En janvier 1909, il rentre à son ancien Collège, comme professeur de français et d’histoire et même de langues à l’occasion. Il fut un professeur merveilleux, ne craignant pas de sortir des méthodes habituelles d’enseignement.
Il fonde des revues, écrit pour divers journaux belges et français et devient conseiller de groupements ouvriers chrétiens.
En 1907, il crée une revue d’avant-garde : « L’annonciateur ». En 1910, lui succédera « Le catholique » qui finira de paraître en 1914.
Le 4 septembre 1912, Elie Baussart épouse Valentine Castelain, née à Roubaix le 10 août 1892. Elle sera pour lui une épouse modèle d’une simplicité exemplaire.
Le 25 juillet 1914, il est élu président du syndicat des employés et voyageurs du Bassin de Charleroi, mais la guerre, fatalement, ralentit son activité.
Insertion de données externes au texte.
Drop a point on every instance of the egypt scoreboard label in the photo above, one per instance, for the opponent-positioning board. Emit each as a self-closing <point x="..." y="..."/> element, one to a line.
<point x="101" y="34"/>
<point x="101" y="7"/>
Il en profite pour préparer l’après-guerre et en 1919, il reprend son action syndicale.
Il crée aussi la revue « La Terre Wallonne » et, par cette revue, il propage le message catholique et affirme l’idée régionaliste.
Il proclame à tous vents son attachement au catholicisme, à la Wallonie et à la classe ouvrière. « La Terre Wallonne » est aussi littéraire et accueille les écrivains belges les plus cotés , mais aussi les jeunes auteurs.
En 1930, la revue opère un tournant important en étudiant la vie de nos provinces dans tous les domaines. On y découvre des articles qui sont l’annonce des temps que nous vivons actuellement. Elie Baussart a écrit d’abord pour les catholiques, essayant de leur inculquer un esprit fraternel et ouvert, contraire à l’esprit de caste qui était leur étiquette dans l’entre-deux-guerres.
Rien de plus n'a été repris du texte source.